An understandable attitude, given the intensity of the terrorist risk, which is causing other failures. A hunch or a denunciation may be enough for a person to be thrown into a dark prison cell. Rather than to address the individual case, the aim of such action is to send a message to other possible terrorists. “The conditions in which they are held- Salil Shetty explains – are devastating: some are kept in one square meter or so per person, sometimes they even find themselves upside down with no possibility to move,” he said. “The toilets, where there is room for them, are in the same room. Food is very poor.”

Donatella Rovera, senior adviser for responding to Amnesty crisis, said that the center – run by anti-Iraqi terrorist forces – has only four investigators available to process all the pending cases. It is overwhelmed by a workload it cannot handle. Because there are always new “cases.” A slap in the face of the right to Justice.

Amriyat al-Fallujah is in the western province of Anbar, where security forces fight against the militants of the Islamic State. Military operations have caused the displacement of huge numbers of civilians in this province. Thousands of Sunni men have been arrested on suspicion of terrorist activities and are held in solitary confinement. “Not one of them has been formally charged. They have been there for months now because the local authorities cannot investigate the cases,” Shetty said. “The local authorities themselves have admitted they do not even know how these people ended up there and that they believe that most of them are innocent.”

The members of the Amnesty team said that they had no knowledge of the existence of the detention center nor of the 700 men detained there. “It is symptomatic of a much bigger problem because we have met 700 of them, but there are many such places around the country,” Shetty said.

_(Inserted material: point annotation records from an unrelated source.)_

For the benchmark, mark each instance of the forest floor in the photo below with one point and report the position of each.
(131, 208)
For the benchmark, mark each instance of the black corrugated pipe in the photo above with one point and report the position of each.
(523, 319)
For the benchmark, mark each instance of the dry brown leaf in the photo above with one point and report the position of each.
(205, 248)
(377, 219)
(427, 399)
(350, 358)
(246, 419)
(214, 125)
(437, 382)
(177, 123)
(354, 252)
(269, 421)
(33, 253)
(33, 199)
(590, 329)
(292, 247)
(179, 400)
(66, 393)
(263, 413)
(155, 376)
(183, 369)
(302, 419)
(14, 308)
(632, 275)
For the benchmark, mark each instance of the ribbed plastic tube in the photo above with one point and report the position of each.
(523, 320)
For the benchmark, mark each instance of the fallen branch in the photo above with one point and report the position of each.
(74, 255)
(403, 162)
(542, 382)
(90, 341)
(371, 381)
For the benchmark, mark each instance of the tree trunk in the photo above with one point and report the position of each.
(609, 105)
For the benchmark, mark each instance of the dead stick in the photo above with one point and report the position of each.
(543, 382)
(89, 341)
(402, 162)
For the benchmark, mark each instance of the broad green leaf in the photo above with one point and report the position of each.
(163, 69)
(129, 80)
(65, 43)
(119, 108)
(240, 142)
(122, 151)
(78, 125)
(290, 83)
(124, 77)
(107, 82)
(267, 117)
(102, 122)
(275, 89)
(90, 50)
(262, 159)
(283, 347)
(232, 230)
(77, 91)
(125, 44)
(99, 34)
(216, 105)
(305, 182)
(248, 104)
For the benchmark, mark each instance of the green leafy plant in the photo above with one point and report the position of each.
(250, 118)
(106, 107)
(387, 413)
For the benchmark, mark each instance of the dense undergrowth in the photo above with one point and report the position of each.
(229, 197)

It is one of the many stories that “come back to us” from the peripheries of the world where war, atrocities, revenge, poverty, and disorganization leave an increasing number of victims on the ground. It comes to mind when, in full regalia, Iraqi authorities closed Abu Ghraib, the prison that has become notorious for the abuses committed there at the hand of Saddam Hussein’s regime and by US forces during the occupation of Iraq; it was used as a torture center under Saddam, and according to estimations, 4,000 detainees were killed there. The prison, which had been closed in 2006, reopened its doors on February 21, 2009; the prison was entirely renovated and modernized, and changed its name into ‘Baghdad Central Prison’. On April 16, 2014, the prison closed again, after a mass escape. However, the question is: how many other Abu Ghraibs are still out there?